Brandywine was his last speaking assignment of the year. The rest of Will's schedule looked fairly clear until well past New Year's, with only a book signing in Boston and an interview with a literature magazine left in this calendar year. Both of those fell into the "self-promotion" category and didn't pay anything, but according to Megan, the World's Most Patient Publicist, he had done twenty-five paid speaking appearances since January, which gave Will more than enough leeway for a few non-paying events. Many authors hated book signings with a passion—sitting in a Barnes & Noble for six hours and signing books non-stop—but Will actually liked doing them. The college circuit was full of self-important people, entire liberal arts departments stuffed with pretentiousness both behind the podium and in front of it. Book signings brought out the regular folks, people like Libby who read because they loved his work, not because it was on the syllabus.

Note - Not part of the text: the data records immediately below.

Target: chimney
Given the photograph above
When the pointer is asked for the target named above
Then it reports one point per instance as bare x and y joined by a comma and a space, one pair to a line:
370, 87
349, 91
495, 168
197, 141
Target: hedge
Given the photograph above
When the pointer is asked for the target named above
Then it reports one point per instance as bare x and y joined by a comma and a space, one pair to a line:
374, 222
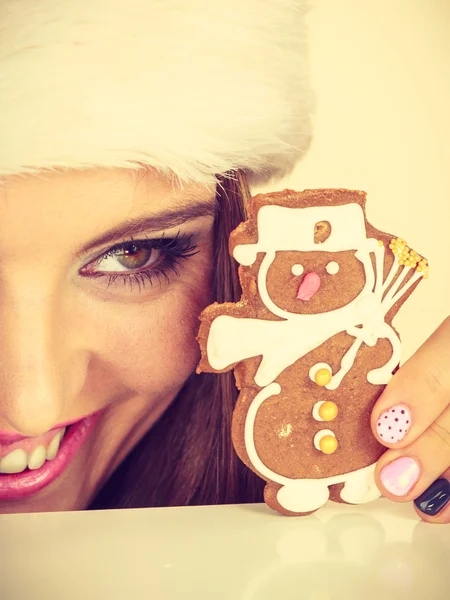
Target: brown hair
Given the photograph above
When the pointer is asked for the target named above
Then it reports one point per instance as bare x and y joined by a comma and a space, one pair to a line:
187, 457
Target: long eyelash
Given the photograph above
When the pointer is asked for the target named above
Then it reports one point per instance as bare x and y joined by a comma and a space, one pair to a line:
175, 249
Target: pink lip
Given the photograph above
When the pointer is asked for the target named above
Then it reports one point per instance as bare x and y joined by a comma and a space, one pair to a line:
9, 438
308, 287
22, 485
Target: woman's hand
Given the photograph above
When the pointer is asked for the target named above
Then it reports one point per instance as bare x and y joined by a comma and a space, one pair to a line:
412, 418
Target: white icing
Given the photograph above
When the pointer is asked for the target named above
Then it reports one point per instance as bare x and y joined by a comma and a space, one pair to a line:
297, 270
332, 268
313, 370
281, 228
316, 408
319, 435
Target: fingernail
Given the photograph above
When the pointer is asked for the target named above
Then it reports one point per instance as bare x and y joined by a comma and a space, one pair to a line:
435, 498
393, 424
399, 476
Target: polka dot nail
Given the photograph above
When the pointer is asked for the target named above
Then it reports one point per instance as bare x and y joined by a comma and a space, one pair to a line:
393, 424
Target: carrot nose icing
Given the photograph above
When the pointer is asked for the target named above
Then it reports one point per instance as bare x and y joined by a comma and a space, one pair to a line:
308, 287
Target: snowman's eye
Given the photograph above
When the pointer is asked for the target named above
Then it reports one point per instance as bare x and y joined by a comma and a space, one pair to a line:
297, 270
332, 268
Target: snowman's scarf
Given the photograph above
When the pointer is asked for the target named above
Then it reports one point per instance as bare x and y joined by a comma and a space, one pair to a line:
281, 343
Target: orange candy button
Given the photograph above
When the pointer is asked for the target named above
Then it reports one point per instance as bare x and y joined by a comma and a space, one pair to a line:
328, 411
328, 444
322, 377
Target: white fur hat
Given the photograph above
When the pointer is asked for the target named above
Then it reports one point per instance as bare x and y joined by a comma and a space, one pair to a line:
192, 87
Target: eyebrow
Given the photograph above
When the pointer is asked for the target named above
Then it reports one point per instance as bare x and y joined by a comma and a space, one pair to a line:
156, 222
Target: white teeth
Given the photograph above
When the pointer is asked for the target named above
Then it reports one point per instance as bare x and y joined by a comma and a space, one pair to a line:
37, 458
53, 448
14, 462
18, 460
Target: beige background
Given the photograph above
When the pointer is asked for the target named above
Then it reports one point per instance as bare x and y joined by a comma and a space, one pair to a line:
381, 72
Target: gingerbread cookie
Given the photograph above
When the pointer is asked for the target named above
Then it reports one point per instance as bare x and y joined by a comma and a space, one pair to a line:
311, 343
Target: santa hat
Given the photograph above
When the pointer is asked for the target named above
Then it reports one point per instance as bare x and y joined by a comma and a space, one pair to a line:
192, 87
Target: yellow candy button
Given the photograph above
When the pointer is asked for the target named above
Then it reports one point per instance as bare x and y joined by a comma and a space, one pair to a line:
328, 444
322, 377
328, 411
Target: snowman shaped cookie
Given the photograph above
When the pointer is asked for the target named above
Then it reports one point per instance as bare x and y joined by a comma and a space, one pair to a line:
311, 342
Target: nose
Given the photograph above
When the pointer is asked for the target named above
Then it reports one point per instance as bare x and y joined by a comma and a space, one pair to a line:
308, 287
41, 370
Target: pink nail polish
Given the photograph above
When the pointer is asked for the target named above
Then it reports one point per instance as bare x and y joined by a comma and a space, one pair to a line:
394, 423
399, 476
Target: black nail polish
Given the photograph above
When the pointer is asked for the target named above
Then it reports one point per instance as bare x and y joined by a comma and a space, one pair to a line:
435, 498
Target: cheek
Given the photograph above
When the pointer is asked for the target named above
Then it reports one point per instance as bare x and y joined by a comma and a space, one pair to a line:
153, 348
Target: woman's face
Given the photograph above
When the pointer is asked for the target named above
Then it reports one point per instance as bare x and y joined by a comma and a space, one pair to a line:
103, 274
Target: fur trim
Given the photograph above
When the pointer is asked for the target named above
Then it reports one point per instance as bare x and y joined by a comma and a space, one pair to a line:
192, 87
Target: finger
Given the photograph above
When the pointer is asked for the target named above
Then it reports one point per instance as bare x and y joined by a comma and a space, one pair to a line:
418, 393
433, 505
404, 474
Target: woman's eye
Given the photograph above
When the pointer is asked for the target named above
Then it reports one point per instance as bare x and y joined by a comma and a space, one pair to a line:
141, 262
128, 258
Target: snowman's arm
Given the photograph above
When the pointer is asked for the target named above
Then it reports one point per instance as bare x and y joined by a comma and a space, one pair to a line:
383, 374
346, 364
233, 339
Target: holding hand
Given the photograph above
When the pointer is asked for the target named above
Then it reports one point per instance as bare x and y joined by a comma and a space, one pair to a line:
412, 418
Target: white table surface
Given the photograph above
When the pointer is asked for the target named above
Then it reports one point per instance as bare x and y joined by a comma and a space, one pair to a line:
377, 551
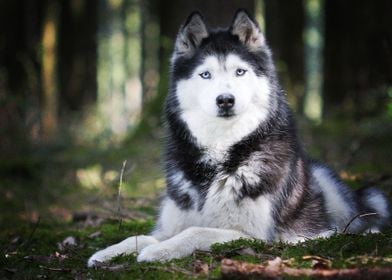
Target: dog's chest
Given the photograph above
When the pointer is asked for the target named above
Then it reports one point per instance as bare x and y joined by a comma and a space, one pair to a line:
222, 209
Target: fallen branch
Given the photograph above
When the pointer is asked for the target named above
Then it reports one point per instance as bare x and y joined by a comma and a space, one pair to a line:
276, 269
356, 217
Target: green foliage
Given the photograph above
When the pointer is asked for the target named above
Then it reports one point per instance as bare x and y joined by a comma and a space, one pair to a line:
389, 104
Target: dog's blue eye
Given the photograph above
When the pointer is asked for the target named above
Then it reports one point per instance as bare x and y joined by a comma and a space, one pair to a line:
240, 72
205, 75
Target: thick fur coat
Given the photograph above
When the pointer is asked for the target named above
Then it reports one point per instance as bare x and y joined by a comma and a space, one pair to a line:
234, 165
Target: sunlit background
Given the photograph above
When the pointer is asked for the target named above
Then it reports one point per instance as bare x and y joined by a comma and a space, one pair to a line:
82, 84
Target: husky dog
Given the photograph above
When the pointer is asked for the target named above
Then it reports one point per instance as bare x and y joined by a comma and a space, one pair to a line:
234, 165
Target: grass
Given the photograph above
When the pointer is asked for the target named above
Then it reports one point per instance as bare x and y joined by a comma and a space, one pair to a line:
33, 251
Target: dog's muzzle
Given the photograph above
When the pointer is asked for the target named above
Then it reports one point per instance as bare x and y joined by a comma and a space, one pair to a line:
225, 103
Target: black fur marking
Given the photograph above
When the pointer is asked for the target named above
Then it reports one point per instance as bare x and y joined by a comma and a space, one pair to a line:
272, 150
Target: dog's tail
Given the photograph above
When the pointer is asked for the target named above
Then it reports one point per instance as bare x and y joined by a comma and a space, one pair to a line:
375, 208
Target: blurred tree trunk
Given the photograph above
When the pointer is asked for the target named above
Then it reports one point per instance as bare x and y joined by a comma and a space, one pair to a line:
357, 55
49, 71
78, 54
284, 23
19, 73
172, 14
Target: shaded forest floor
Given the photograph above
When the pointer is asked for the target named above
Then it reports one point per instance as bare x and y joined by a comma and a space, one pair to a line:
60, 205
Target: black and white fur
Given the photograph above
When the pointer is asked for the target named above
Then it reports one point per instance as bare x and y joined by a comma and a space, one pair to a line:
234, 165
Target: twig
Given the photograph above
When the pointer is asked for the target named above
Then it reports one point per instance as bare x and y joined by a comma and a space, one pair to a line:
356, 217
119, 193
276, 269
172, 269
55, 269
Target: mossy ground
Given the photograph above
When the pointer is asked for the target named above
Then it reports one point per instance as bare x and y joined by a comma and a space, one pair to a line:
45, 192
33, 251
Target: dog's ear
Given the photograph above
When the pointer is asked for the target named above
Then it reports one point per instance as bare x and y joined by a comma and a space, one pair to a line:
247, 30
191, 34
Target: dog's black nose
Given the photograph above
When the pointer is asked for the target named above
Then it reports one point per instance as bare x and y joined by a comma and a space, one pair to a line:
225, 101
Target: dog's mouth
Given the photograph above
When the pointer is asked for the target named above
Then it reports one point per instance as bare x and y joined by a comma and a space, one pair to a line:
226, 114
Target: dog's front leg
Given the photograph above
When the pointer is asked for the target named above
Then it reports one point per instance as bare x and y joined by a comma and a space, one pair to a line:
186, 242
128, 246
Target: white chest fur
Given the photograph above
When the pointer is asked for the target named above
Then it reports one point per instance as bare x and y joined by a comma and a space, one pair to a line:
221, 210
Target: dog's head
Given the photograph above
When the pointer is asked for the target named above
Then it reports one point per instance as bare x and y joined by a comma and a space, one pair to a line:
222, 74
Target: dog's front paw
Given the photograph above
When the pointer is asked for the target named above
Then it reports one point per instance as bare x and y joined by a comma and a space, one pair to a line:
97, 259
158, 252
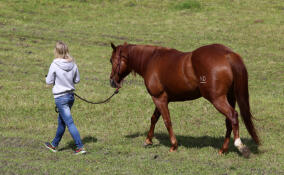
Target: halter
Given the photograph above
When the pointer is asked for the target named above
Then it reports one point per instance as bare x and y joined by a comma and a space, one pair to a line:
119, 63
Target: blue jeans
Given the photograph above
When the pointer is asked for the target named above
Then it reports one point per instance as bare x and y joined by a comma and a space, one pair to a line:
64, 104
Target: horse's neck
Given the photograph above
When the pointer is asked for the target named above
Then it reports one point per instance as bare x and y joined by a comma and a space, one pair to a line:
138, 58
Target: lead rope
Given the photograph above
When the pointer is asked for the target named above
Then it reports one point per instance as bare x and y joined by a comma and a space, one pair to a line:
87, 101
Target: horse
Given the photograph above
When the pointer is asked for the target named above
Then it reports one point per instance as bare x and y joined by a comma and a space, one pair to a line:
213, 71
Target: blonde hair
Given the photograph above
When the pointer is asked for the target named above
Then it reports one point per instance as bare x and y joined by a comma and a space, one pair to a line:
61, 51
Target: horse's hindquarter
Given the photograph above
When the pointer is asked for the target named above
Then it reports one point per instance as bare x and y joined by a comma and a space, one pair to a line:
174, 75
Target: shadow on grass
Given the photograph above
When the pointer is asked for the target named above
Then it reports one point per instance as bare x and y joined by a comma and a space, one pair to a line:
71, 144
198, 142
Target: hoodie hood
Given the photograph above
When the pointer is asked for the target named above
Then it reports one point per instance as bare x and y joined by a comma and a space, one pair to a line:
64, 64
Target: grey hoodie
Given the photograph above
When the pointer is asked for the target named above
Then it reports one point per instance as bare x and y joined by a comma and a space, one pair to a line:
63, 74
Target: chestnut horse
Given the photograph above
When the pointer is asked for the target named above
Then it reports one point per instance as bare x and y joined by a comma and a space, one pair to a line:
214, 72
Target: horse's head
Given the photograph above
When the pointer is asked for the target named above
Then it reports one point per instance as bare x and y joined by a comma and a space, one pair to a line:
120, 68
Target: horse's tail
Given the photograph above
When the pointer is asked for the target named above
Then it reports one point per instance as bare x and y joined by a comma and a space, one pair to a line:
241, 92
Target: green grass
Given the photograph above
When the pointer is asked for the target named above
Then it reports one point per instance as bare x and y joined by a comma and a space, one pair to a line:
114, 133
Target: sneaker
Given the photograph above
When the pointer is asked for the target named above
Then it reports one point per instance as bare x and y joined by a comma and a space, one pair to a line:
80, 151
50, 147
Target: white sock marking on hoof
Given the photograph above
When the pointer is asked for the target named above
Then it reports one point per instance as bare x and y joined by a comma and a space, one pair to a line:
238, 143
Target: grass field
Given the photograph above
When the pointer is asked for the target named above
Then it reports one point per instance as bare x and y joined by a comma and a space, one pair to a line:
114, 133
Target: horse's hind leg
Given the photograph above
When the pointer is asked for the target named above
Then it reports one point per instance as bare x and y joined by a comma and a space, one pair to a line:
232, 100
222, 105
162, 105
154, 119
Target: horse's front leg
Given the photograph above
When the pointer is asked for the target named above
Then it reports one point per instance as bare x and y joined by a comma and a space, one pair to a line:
161, 103
154, 119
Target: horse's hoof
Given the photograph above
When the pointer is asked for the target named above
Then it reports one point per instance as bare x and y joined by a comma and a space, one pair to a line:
222, 151
245, 151
173, 149
147, 144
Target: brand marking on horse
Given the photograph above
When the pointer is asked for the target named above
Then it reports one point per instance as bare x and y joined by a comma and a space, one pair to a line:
203, 79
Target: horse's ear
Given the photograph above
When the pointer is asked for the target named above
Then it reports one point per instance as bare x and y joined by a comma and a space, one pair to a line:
113, 46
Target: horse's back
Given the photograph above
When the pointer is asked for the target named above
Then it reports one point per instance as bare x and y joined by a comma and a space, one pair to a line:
212, 65
172, 72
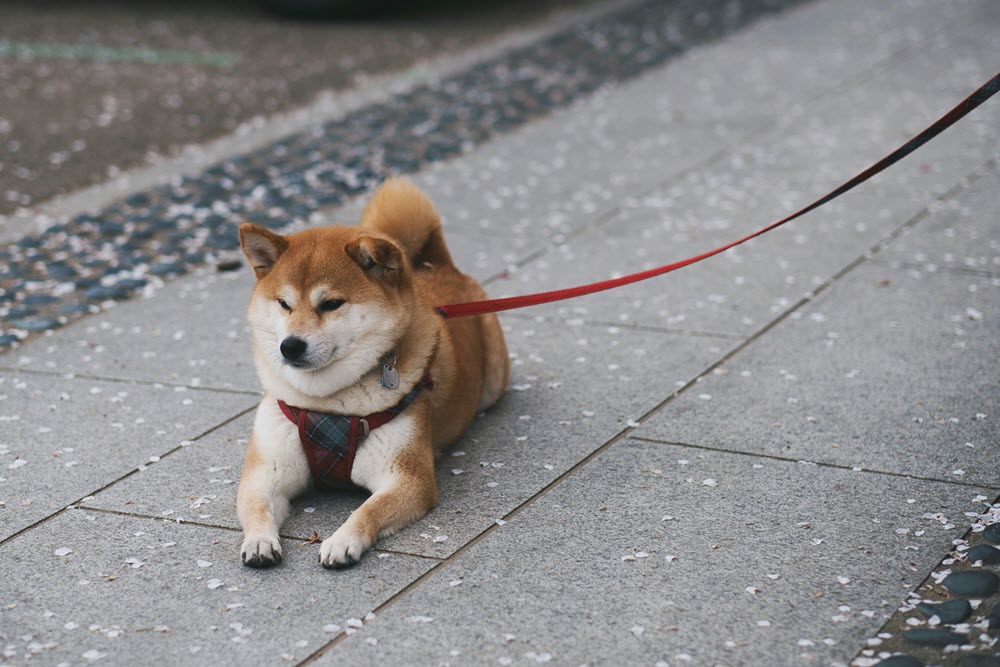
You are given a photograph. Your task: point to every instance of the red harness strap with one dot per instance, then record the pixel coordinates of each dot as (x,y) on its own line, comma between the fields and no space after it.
(331,441)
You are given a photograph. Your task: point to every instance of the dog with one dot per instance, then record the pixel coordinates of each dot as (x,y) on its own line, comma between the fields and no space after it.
(347,345)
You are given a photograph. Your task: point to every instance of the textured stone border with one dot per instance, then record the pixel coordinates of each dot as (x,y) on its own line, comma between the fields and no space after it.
(92,260)
(933,626)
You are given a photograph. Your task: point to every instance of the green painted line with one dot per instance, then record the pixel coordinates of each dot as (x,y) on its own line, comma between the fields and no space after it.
(104,54)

The book signing in Boston was in the week following Will's return from Tennessee. It was in a brand new Barnes & Noble right in the middle of downtown, and the Christmas shopping season was in full swing, so the crowds were thicker than usual. The first snow of the season had fallen a few days earlier, and downtown Boston looked cozy, with a blanket of snow serving to enhance the myriad of Christmas lights strung everywhere. Will was in a good mood all through the event, signing books and exchanging niceties with readers. The assistant store manager assigned to the event was a very pretty brunette in her late twenties, and they got along fabulously all evening, joking and talking whenever there was a break in the line. When the signing was over, she extended an unspoken invitation to Will, lingering in his proximity far longer than required by her tasks. He knew that she would take him up on the invitation if he asked her to join him at the bar in his hotel, but for some reason he didn't feel like extending it. The café in the bookstore had done brisk business selling their eggnog coffees, permeating the store with a distinct holiday-like smell, and the whole atmosphere was so festive and pleasant that bedding this pretty bookstore manager at the end of the evening would have felt like despoiling the day for some reason. He let her unspoken invitation pass, and contented himself with a hug and a firm handshake when he said his good-byes.

Amazing, he thought on the walk back to the hotel. Will Liebkind passes on screwing a glory bunny. Next thing you know, there'll be pigs flying about when I open the curtains in the morning.

--

That evening, Claire called.

Will's cell phone rang when he was in the shower, and he cursed all the way from the bathroom to the chair where he had placed his sport coat. He wrapped a towel around himself as he fished the phone out of the inside coat pocket, and glanced at the display to see who was ringing him out of the shower.